ADHD in children and adolescents

Symptoms and forms

The three main characteristics of attention deficit hyperactivity disorder (ADHD) are inattention, impulsiveness, and hyperactivity. If children only have difficulties managing and controlling their impulses as well as focusing their attention, but they are not hyperactive, this is referred to as an attention deficit disorder. This so-called ADD is more common with girls than with boys.

Side effects

These main characteristics are often accompanied by other problems: Many of the affected children have a reading and writing or math disability and they suffer from mental disorders such as anxiety, depression, urinary incontinence, or tic disorders. In most cases, these factors have a negative impact on their social behavior: They are defiant, aggressive and have difficulties managing anger and respecting rules.

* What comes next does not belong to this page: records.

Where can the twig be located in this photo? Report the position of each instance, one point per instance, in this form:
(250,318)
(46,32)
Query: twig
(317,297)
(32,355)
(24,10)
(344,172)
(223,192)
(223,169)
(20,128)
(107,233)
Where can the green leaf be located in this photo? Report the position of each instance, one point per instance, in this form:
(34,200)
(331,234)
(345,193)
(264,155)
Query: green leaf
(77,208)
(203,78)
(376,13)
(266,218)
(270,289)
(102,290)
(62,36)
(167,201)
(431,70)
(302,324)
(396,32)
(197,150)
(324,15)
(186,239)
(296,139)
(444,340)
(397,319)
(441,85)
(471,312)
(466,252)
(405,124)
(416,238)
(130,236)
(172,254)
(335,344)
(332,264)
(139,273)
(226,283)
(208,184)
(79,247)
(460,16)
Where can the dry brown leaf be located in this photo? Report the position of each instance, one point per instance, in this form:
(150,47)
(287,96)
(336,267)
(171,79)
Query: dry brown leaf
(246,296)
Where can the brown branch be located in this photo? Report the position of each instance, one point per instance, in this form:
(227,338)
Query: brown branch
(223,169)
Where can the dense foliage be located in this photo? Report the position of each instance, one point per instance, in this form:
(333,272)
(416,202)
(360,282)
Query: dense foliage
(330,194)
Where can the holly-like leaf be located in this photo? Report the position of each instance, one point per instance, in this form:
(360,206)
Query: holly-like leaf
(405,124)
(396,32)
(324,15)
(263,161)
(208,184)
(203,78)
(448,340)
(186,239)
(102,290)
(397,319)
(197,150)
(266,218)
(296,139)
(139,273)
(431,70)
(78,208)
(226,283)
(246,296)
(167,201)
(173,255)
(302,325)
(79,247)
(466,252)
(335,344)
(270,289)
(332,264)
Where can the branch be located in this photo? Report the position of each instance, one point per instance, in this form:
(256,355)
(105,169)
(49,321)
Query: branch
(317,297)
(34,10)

Forms of appearance in childhood and youth

The symptoms of ADHD change throughout the stages of the person's development. It depends on several factors how strong those symptoms are, how they develop throughout life, and which impact they have on the patient's lives. These factors are biological characteristics, psychosocial factors, and environmental conditions. There is one thing all affected children have in common, regardless of age: Their emotional and psychosocial development is delayed compared to other children.


Often, but not always, children who are diagnosed with ADHD already had behavioral problems  as an infant. Often their parents describe them as “difficult babies”: They were restless or excessive criers, and they had feeding problems or trouble going to sleep. Affected infants often refuse body contact with other people.


Children with ADHD normally attract attention when they go to kindergarten because they are extremely restless and “fidgety”: They are constantly in motion and they literally climb over tables and benches. They cannot concentrate on a game for a long period of time, get easily upset and have trouble complying with rules. It is also hard for them to integrate into the group.

Children with ADD, however, are often very dreamy, playful and slow. Some of them show delays in speech, language and motor development. They cry quickly and are normally very clingy and fearful. Usually they have no or only one friend.

The typical symptoms occur, at the latest, in preschool followed by all areas of life.


Children with ADHD often have problems implementing the requirements of educators, teachers, and parents. They are messy and chaotic, which is often reflected in poor handwriting. During lessons, these students are generally distracted and they distract their classmates. However, they often interfere at home, too, interrupting conversations or others’ activities. Furthermore, they have trouble keeping themselves busy. "Fights" with parents while eating or doing homework are normal for affected families.
Despite these disorders, all these children do also have many positive characteristics: They are almost always very helpful, curious, creative, and imaginative, and they have a strong sense of justice.


While the obvious hyperactivity slowly changes into an internal restlessness during the course of puberty, most adolescents with ADHD remain, in the majority of cases, impulsive and inattentive. Therefore, a lack of self-esteem, anxieties, and depression are brought to the foreground. At the latest at that age, affected children often experience rejection due to poor performances at school, although they are actually intelligent and creative.